Spirit became flesh when Jean-Luc Godard’s King Lear was finally screened in Paris and recently in Rome, fully fifteen years after it was made. It is considered to be the most controversial of Godard’s many films.
The story of Godard’s King Lear has taken on the stuff of cinema legend. The initial contract to make the film was struck between the founding father of the French Nouvelle Vague movement and Cannon’s producers, Menahem Golan and Yoram Globus, with the French director signing a paper napkin. The producers trusted Godard to such a degree that their only request was that he finish the film in time for the next Cannes Film Festival. Norman Mailer wrote the screenplay and was scheduled to play Lear but pulled out without warning. He was replaced by an eccentric stage actor called Peter Sellars who played William Shakespeare Jr. The rest of the cast soon followed: Leos Carax (who directed Mauvais Sangue and Les amants du Pont Neuf), Julie Delpy (Three colours: White), Burgess Meredith (Renoir’s The Maid’s Diary and Preminger’s Storm over Washington) and Woody Allen. Godard decided he would play the bizarre Professor Pluggy who explains the supremacy of images (cinema) over words (Shakespeare’s play) while wearing a multi-coloured wig.
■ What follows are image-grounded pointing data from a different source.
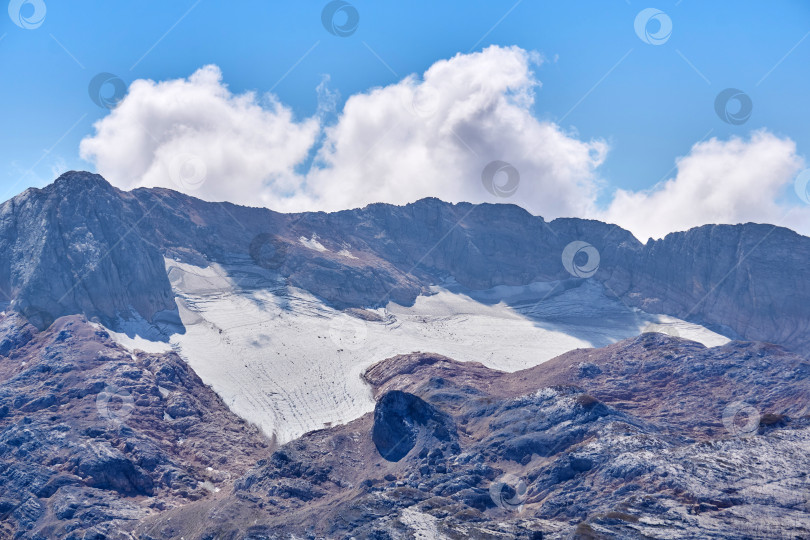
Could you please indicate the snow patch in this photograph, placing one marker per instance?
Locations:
(281, 358)
(312, 243)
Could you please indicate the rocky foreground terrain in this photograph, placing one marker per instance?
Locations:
(653, 437)
(94, 439)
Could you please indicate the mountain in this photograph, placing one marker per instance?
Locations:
(175, 368)
(641, 439)
(82, 246)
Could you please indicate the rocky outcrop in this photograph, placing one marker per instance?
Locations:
(94, 438)
(399, 420)
(653, 437)
(74, 247)
(80, 246)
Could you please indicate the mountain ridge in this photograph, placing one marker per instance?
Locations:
(99, 253)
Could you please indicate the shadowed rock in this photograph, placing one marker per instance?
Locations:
(398, 419)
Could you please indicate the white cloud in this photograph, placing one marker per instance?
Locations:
(428, 136)
(733, 181)
(423, 136)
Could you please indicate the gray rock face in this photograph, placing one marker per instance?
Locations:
(640, 445)
(73, 248)
(80, 246)
(88, 445)
(399, 420)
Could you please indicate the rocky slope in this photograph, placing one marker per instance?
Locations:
(82, 246)
(654, 437)
(94, 439)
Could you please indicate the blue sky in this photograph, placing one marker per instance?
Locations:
(649, 103)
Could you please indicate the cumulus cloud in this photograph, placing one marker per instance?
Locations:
(194, 135)
(428, 135)
(423, 136)
(733, 181)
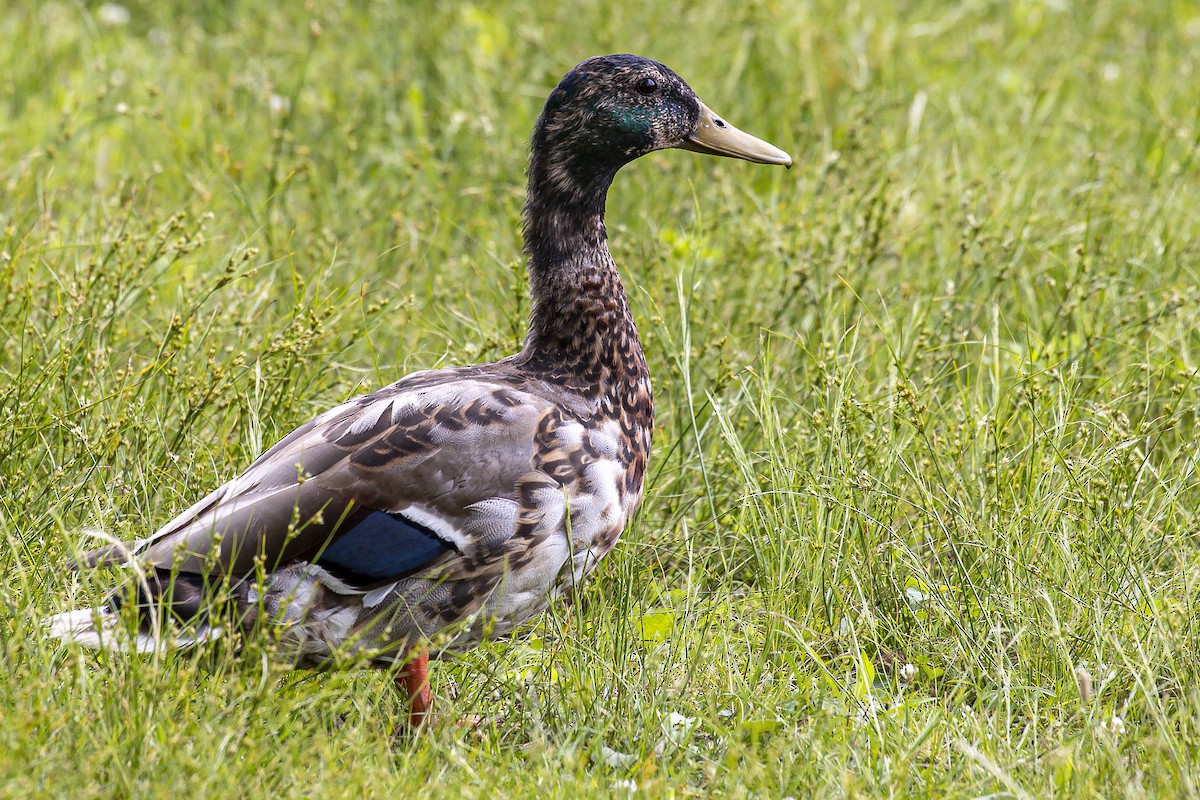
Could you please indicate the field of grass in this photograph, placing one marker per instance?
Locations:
(922, 516)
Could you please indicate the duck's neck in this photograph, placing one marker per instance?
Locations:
(580, 328)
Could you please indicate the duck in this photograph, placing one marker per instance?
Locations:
(455, 504)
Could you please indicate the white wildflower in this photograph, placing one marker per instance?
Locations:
(113, 14)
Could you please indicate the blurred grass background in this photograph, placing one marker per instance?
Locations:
(921, 517)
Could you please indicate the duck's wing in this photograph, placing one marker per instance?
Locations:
(379, 487)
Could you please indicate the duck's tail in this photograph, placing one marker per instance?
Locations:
(105, 629)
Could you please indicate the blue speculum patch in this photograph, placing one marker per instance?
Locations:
(381, 547)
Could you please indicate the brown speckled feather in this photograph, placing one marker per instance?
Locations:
(454, 501)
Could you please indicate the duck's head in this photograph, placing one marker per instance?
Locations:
(611, 109)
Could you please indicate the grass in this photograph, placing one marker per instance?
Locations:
(922, 512)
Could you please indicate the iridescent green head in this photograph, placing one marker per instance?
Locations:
(611, 109)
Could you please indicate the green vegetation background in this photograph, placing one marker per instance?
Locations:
(928, 398)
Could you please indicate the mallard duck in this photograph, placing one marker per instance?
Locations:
(456, 503)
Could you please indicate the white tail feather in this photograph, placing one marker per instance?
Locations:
(103, 630)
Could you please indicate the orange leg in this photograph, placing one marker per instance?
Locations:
(413, 680)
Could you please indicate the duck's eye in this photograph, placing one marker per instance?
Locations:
(647, 85)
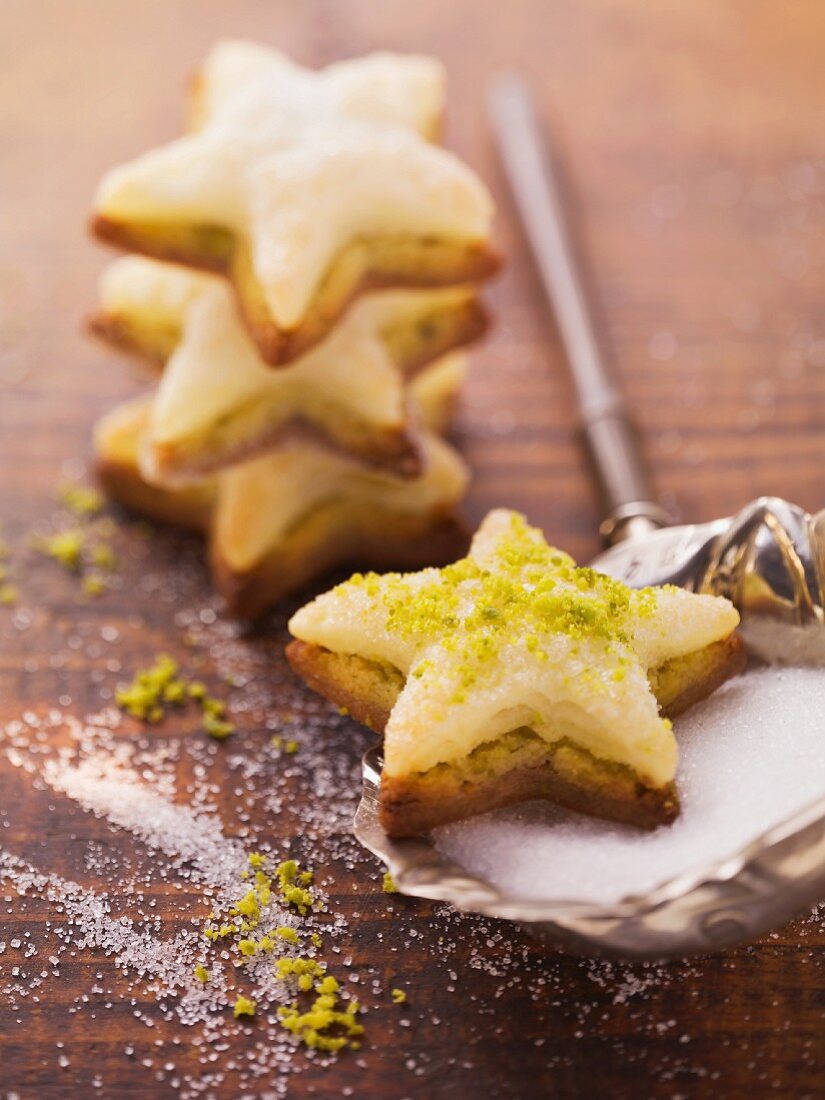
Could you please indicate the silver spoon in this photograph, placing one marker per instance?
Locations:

The first press screening at the 1987 edition of Cannes so angered the producers that the film was never distributed. (The film ends with Allen as a film editor called Alien sewing bits of film stock together using a needle, thread and safety pins). That, together with the colourful wig worn by Godard’s character, were the very obvious symbols of the film’s narrative structure. Cannon threatened Godard with legal action. Cannon’s subsequent bankruptcy a few months later meant that the film was forgotten about and a legal loophole prevented thd film from being screened in theatres, broadcast on TV or distributed in homevideo form.
Even though King Lear does not have a distributor, it is finally possible to see Godard’s movie and experience film history head on.